Sijo Arakkal Peious, the PhD student of the Department of Software Science, will defend his PhD thesis “Measures of Impact and Confounding – an Analysis and Experimental Comparison of Novel and Established Measures” (”Mõju ja segajate mõõdikud – uute ja väljakujunenud meetmete analüüs ja eksperimentaalne võrdlus”), on May 9, 2025 starting at 15:00 (UTC +3 / Eastern European Time (EET)). The defense will take place in room U05-105 (TalTech Study Building 5, Ehitajate tee 5, Tallinn) and can be also followed via Zoom.
The PhD thesis "Measures of Impact and Confounding – an Analysis and Experimental Comparison of Novel and Established Measures" offers a novel method and surprising findings that could reshape how data scientists and researchers approach data analysis. Confounding, a phenomenon where a third variable distorts the relationship between an exposure and an outcome, is a critical challenge in both experimental and observational studies. Despite its widespread impact, confounding has often been overlooked in data mining tools, leaving a gap in high-quality quantitative analysis.
The author, Sijo Arakkal Peious systematically compares four methods for detecting confounders, i.e. the Ad-Hoc method, Oaxaca-Blinder decomposition, the linear-regression-based method, and a novel approach called Coupled Impact Assessment (C-IA). Surprisingly, the results revealed no significant agreement among these methods. This unexpected result highlights the complexity of confounding and underscores the need for more robust, unified approaches.
The research also identifies four distinct patterns of confounding effects, showcased through eight case studies, and introduces a novel interpretation of linear regression models using multiplicative edge diagrams. These advancements aim to improve the accuracy of confounding adjustments in data analysis.
Looking ahead, the study envisions integrating these findings into data mining tools like GrandReport, optimizing them for high-performance analysis, and exploring their applications in machine learning pipelines. This work marks a significant step towards addressing one of science's most persistent challenges, offering new tools and insights to enhance the reliability of quantitative research.

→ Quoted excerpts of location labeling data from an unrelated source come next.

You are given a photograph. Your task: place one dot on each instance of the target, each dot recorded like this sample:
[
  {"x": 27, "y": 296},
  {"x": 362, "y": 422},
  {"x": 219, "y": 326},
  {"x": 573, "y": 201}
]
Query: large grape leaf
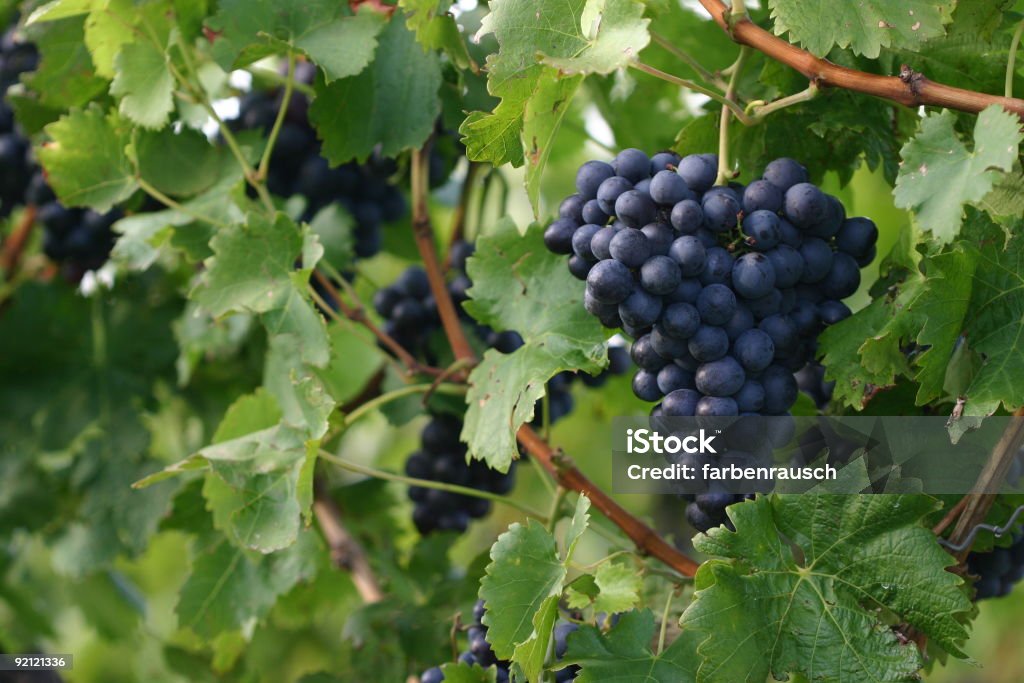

The thesis “Measures of Impact and Confounding – an Analysis and Experimental Comparison of Novel and Established Measures” is published in the Digital Collection of TalTech Library.
Supervisor: Prof Dirk Draheim
Opponents:
- Dr. Divesh Srivastava, AT&T Labs, New Jersey, USA
- Prof. Arun Kumar Sangaiah, National Yunlin University of Science and Technology, Yunlin, Taiwan
Meeting ID: 966 7567 5068
Passcode: 930272
NB! Before the defence, starting at 10:00 in room U05-103 Prof. Divesh Srivastava will give a presentation on "Modeling, Exploring and Analyzing Change: The Janus Project", you are welcome to join us!